What a circus! On the morning of June 17, while the Supreme Court of Canada was hearing BCE v. A Group of 1976 Debentureholders, the trading volume of BCE shares doubled, and the stock price moved with every question asked from the bench.
The courtroom was full of people with BlackBerrys thumbing out updates, and the market responded in real time to every nuance of the debate. Thirty people had stood in line most of the night as paid sitters, holding spots for lawyers or hedge fund executives. I don’t think the Supreme Court has ever seen anything like it, and it reminded us all that the court does much more that decide Charter of Rights cases.
As everyone who has been awake for the last few months knows, in May the Quebec Court of Appeal, in a 5-0 decision, held that a special committee of BCE’s board of directors failed to give proper consideration to the interests of certain bondholders when it approved a leveraged buyout. Corporate types and their clever lawyers inveighed against the Quebec court’s decision from the moment it was released. The smartest
corporate lawyer I know, Al Hudec of Farris Vaughan Wills & Murphy LLP in Vancouver, wrote in The Globe and Mail: “I do not believe there is a mergers and acquisitions lawyer in Canada who, before the Court of Appeal decision, would have advised the BCE special committee that it had a duty to balance the interests of BCE’s shareholders and bondholders. . . .” The Supreme Court, sitting seven judges (mysteriously, justices Morris Fish and Marshall Rothstein were absent), unanimously overruled the Quebec Court of Appeal and, predictably, the world (or most of it) applauded.

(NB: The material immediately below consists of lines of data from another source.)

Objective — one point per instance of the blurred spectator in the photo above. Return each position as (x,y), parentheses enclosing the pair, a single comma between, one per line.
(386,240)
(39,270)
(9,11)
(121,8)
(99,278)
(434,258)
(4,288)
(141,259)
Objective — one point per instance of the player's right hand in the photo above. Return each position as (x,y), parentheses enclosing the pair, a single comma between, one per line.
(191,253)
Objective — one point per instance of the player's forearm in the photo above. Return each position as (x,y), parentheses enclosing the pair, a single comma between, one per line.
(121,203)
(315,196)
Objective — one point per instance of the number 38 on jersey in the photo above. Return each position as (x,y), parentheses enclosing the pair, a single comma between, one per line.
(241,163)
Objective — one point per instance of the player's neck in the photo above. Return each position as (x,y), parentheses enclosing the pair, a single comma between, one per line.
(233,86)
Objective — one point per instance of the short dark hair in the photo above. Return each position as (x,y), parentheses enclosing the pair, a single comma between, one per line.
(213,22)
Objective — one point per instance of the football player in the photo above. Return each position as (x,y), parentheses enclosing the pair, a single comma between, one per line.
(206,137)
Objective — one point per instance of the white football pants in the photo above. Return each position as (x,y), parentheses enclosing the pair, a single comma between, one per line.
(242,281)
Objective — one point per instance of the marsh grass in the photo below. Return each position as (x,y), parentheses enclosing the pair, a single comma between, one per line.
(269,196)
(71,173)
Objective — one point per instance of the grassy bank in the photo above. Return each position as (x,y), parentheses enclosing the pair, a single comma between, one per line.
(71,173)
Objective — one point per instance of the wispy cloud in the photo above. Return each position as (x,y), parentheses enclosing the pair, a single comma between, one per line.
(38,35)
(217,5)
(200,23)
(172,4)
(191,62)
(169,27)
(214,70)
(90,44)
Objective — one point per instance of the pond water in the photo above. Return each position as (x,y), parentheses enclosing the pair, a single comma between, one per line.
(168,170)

I’m one of very few who think the Court of Appeal may have got it right (I should disclose that I own some of the bonds in question), but I don’t want to get into that. I want to look at how the Supreme Court handled this matter from a procedural point of view — a largely overlooked aspect of the whole drama — and whether the Supreme Court is an appropriate venue for deciding this kind of business law problem.
The Quebec Court of Appeal handed down its “shocking” (according to the newspapers) judgement on May 21. All commentators agreed that, were the decision to stand, the BCE buyout was dead. Under various agreements, the transaction had to close by the end of June. The only hope for BCE was to obtain leave to appeal to the Supreme Court, argue the appeal, and have the appeal decision overruled — in less than six weeks.
How likely was that? Very, was my initial view. First of all, it would be a strong judicial statement for the Supreme Court even to grant leave to appeal from a unanimous Court of Appeal sitting five judges — a normal panel is three — let alone to overrule its decision. Second, the facts and legal arguments were complex. At the 28-day trial, there were thousands of exhibits, tens of thousands of pages of affidavits and other documents, over 1,000 pages of written arguments, and 25 volumes of authorities. How could the Supreme Court possibly make sense of all that in the time available? Thirdly, the Supreme Court is not a strong commercial court. Only one or two of the justices has knowledge and experience in the area. The temptation to duck must have been strong. And, finally, summer is coming and judges want to go to their cottages as much as anybody else.
Immediately following the Quebec Court of Appeal’s decision, BCE sought leave to appeal to the Supreme Court. A few days later, the court gave the parties until May 30 to file the application for a hearing and responses, and said it would hear the case on June 17 if leave were granted. On June 2, leave was given; the appellant was instructed to file its papers by June 6; the respondent, by June 10. The hearing was on June 17, and judgement was given on June 20, with “reasons to follow.”
Contrary to what I expected, the Supreme Court moved decisively and with unprecedented speed. Was it right to do so? Most think the court had to give leave, notwithstanding the 5-0 decision of the appeal court; after all, the hubbub created by the decision below presumably meant that the legal issues were important. And, because of the deal’s timetable, granting leave to appeal would be meaningless unless the court was ready to dispose of the matter on its merits by the end of June. Hats off to the Supreme Court, many said; it understands the real world! One senior corporate lawyer e-mailed me: “They did everything that could have been asked of them in responding under impossible timelines, and then getting it right.”
But wait a minute. Another way of looking at it is that judges who don’t know much about corporate law gave a final answer to a crucial and complex question without having had enough time to carefully consider the matter — and did it to meet the timetable of leveraged buyout artists and hedge fund managers. Is that a responsible approach for a final court of appeal?
There is unease about the Supreme Court’s role in business law. Some suggest we need a separate commercial court system, filled to the brim with corporate and commercial expertise, that enjoys the complete confidence of the business community. Or should business law issues be shifted into the world of arbitration, perhaps finding a home at the International Chamber of Commerce’s International Court of Arbitration?
The court has a vacancy at the moment. Instead of fussing about whether the new judge should be completely bilingual, shouldn’t we be concerned about whether he or she understands the commercial world and business law?